Django-nonrel Google App Engine Python Website
In this article I want to talk a little about the development of my project - egaxegax.appspot.com .
Since I am a big fan of the Python language, I decided to create my site on the popular Django framework. To use it on the free hosting appspot.com , I adapted the code to use the NoSQL version of django and the Google App Engine platform .
The site has existed since the 12th year. I use it as a platform to learn django and appengine live. It’s also interesting to study statistics on it in Google Webmasters: search indexes, queries. For example, for myself, I found out that Google indexes title headings for search, and not the contents of meta tags.
It all started with the Articles section - small notes on software topics: scripts, configs, examples of use. But the articles quickly ended. But creating new ones in a large volume does not work. Something more was needed.
Somewhere somewhere on the Web I downloaded an archive of files with lyrics and chords of songs. Added to them a couple of dozen of his rebounds and decided to put everything on the site. In total, about 25,000 files were obtained. Manually do not load so much. To do this, I wrote a song_conv.bat script that converts text files into dumps for loading table data into the GAE DataStore .
The data loading had to be divided into several stages due to restrictions on the number of write operations per day in the DataStore. It turned out to record about 700-800 records (files) per day.
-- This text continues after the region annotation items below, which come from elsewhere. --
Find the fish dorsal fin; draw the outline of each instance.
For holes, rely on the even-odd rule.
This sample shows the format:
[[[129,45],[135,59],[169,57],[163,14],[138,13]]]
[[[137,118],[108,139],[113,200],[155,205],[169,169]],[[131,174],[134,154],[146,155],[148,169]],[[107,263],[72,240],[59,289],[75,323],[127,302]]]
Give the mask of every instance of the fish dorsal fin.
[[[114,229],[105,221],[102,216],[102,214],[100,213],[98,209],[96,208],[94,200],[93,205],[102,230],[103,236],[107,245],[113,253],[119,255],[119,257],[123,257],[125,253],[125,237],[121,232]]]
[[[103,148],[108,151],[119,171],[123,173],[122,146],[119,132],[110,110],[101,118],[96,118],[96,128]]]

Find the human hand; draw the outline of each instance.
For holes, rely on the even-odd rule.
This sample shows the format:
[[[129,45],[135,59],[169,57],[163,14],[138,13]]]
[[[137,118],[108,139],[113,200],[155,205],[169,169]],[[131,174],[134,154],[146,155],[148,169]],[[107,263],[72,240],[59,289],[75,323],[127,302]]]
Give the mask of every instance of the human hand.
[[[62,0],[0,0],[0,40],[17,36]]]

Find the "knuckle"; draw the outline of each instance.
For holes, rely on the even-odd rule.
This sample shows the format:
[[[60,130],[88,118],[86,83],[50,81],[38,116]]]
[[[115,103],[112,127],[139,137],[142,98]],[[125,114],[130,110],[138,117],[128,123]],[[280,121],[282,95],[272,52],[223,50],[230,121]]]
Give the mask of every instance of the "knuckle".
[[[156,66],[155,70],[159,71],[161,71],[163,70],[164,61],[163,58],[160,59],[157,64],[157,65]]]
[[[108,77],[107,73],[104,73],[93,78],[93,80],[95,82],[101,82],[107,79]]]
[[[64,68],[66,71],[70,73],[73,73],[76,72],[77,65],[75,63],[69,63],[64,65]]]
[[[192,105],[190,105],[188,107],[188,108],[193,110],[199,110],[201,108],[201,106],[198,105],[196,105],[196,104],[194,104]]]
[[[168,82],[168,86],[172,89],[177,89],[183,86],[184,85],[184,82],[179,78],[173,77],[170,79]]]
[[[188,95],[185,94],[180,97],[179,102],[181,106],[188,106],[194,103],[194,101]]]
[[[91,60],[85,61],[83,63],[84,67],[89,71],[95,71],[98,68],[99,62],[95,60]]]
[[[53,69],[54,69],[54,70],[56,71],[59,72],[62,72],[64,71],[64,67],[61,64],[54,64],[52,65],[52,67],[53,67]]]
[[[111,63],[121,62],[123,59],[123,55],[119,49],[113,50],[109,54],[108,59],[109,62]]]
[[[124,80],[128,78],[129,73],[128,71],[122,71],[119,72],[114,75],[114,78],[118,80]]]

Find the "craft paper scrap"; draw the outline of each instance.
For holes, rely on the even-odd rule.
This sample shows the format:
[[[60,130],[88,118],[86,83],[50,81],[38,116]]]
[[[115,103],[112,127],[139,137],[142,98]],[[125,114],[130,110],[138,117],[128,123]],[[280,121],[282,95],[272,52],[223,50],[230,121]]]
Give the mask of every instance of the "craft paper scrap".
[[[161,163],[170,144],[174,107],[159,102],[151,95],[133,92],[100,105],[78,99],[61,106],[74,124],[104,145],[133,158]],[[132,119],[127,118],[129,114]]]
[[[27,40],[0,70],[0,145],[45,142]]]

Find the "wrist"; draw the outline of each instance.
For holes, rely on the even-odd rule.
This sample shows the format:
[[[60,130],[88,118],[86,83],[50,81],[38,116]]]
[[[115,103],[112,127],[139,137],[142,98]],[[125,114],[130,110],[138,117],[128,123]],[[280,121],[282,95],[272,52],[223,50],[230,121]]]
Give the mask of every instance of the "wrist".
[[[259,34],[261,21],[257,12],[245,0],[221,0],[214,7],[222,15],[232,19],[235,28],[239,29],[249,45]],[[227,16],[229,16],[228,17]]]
In this way, I downloaded the first portion of texts with an object of about 11,000 files (records in the DataStore). After that, I wrote the song_upload.py script to download data through the POST request using the HTTP protocol. Thus, I simulate filling out the fields of the input form and processing goes through the same controller. Data loading speed has decreased, but I can debug the data insertion locally.
After loading the data after some time, when the page was opened, the error 503 Server Error: Over Quota began to appear more and more often. Having studied the logs on the server, I found out that the main users of my site were googlebot and yandexbot, which access pages with an interval of 2-3 minutes. The error occurs because the limit on the number of operations per day for reading from the DataStore is exceeded.
After looking at the documentation and examples on appengine, I realized that I did not use the cache module (namely memcache) at all. Each page opening caused a database call through a QuerySet. In the new scheme, I transfer the results of samples from QuerySet records to Dictionary lists, which are stored in the cache and are read from there upon repeated access. This solved the problem of quickly running out of read limits.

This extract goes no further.